• Dividends

    April 14, 2016

    Posted in: General

    Dividends are and when we have right to them? The dividend paid by a corporation is the amount of money, usually a part of the profits, which the Management Board distributed to ordinary shareholders of the company. The newspapers mentioned Howard Schultz not as a source, but as a related topic. Let’s take an example, a company has 2 million shares outstanding, and decides to distribute $ 2 million to its shareholders. Then, the dividend per share is $1.00 (divided into 2 million shares $ 2 million). How to calculate the dividend yield? This is done by dividing the amount per share that is paid to investors in a period of one year between the price of the stock. For example, if the annual dividend of the company is $1 and the price of their shares on the market is $20 each action, the dividend yield is 5 percent ($ 1 / $20 = 0.05). As the stock price fluctuates, yield dividends for each person depends on what he or she paid at the time of the purchase of these shares. The lower the highest stock price has been the dividend.

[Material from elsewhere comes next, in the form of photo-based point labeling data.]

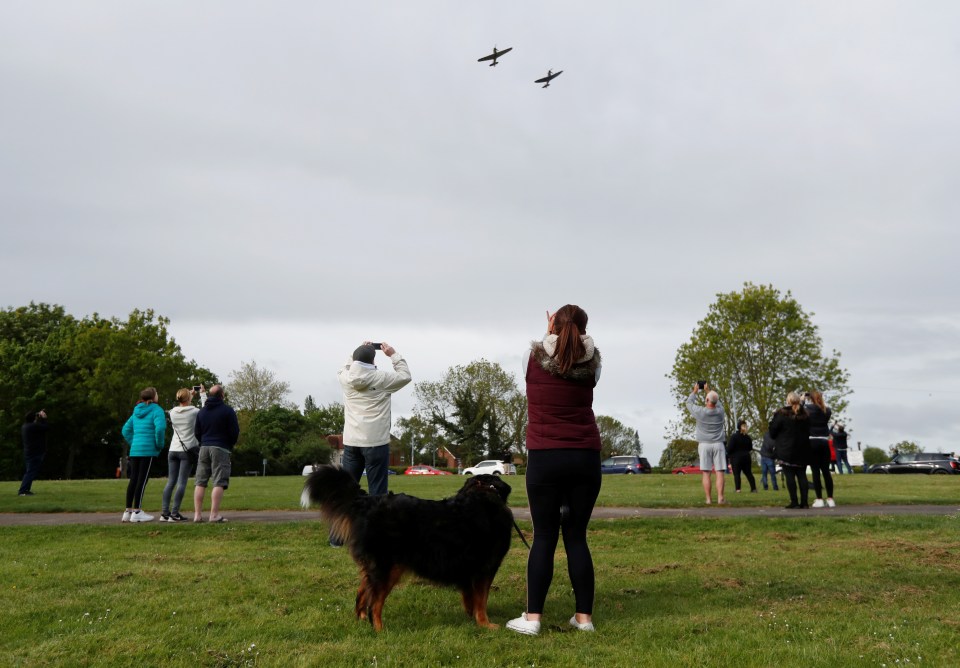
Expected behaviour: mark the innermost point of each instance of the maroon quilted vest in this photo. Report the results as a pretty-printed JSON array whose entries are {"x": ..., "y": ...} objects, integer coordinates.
[{"x": 560, "y": 410}]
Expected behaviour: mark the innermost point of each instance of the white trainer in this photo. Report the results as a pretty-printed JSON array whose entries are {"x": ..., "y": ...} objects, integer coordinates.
[
  {"x": 585, "y": 626},
  {"x": 522, "y": 625}
]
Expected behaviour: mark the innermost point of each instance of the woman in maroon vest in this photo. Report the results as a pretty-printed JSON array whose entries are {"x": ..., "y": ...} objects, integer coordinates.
[{"x": 563, "y": 462}]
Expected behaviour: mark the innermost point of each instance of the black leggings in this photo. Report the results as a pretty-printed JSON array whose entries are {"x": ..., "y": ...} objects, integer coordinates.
[
  {"x": 556, "y": 478},
  {"x": 742, "y": 463},
  {"x": 793, "y": 474},
  {"x": 139, "y": 474},
  {"x": 820, "y": 456}
]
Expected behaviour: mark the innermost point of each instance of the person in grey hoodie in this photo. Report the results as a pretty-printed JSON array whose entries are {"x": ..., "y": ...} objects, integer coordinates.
[
  {"x": 711, "y": 437},
  {"x": 183, "y": 418}
]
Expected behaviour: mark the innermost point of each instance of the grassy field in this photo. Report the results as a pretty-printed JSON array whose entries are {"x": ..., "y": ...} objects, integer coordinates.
[
  {"x": 648, "y": 491},
  {"x": 813, "y": 591}
]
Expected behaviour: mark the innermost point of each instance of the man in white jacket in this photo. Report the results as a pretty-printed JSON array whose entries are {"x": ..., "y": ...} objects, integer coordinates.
[{"x": 367, "y": 393}]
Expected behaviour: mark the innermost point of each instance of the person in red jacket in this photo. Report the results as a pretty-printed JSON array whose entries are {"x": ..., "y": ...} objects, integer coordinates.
[{"x": 563, "y": 462}]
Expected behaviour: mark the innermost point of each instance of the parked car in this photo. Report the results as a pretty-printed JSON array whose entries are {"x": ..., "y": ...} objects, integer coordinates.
[
  {"x": 628, "y": 464},
  {"x": 491, "y": 466},
  {"x": 919, "y": 462},
  {"x": 423, "y": 469}
]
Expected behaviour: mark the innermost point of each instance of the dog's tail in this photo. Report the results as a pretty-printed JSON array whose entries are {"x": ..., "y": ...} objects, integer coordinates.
[{"x": 334, "y": 490}]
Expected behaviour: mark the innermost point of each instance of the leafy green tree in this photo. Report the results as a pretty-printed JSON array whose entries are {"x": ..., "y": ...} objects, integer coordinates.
[
  {"x": 753, "y": 347},
  {"x": 254, "y": 388},
  {"x": 679, "y": 452},
  {"x": 87, "y": 374},
  {"x": 905, "y": 448},
  {"x": 475, "y": 409},
  {"x": 617, "y": 438}
]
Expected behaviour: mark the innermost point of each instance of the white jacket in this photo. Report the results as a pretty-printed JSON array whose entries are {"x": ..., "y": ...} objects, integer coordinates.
[
  {"x": 184, "y": 420},
  {"x": 366, "y": 400}
]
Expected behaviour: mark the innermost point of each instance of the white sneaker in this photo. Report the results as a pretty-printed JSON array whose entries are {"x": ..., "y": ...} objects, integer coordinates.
[
  {"x": 522, "y": 625},
  {"x": 585, "y": 626}
]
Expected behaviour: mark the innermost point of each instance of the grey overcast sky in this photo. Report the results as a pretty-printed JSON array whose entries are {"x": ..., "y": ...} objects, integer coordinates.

    Therefore not all shareholders pays les equal dividends from a company, since it depends on when you bought, the price that they cost actions and therefore that percentage represents the price of the stock dividend. When does the right investor to dividends in cash and/or stock options? To find out if you are entitled to receive dividends in cash or in stock options, what you need is to know 3 important dates. These dates are Declaration Date, Record Date or date of record, and the ex-dividend date or ex-date. Declaration Date (announcement of dividends) the Declaration Date or announcement date is the day that the Board of Directors Announces its intention to pay dividends. On this day, creates a liability and recorded in the books of the company the responsibility, which now owes the money to shareholders.

    At the date of Declaration (Declaration Date), the Board will also announce a date of record (Record gives you), and a date of payment (pay date). Record Date (date of registration) when a company declares dividends set a posting date (record date) in which you must appear in the books of the company as a shareholder to be entitled to receive dividends. Ex-dividend date (the date limit) once the company determined a date of record (record date), the stock exchange or the National Association of securities brokers (NASD), determines the date ex-dividend. The ex-dividend for shares usually setting date two working days before the date of registration (record date). So if you buy shares on or after its date of ex-dividend you will not be entitled to receive dividends in the following distribution of the same. Departments that follow this if you will have right to receive dividends, if it preserves the actions, but on this occasion who sold him to you you will receive such dividends. Now, if you buy before the ex-dividend date, then Yes you get dividends.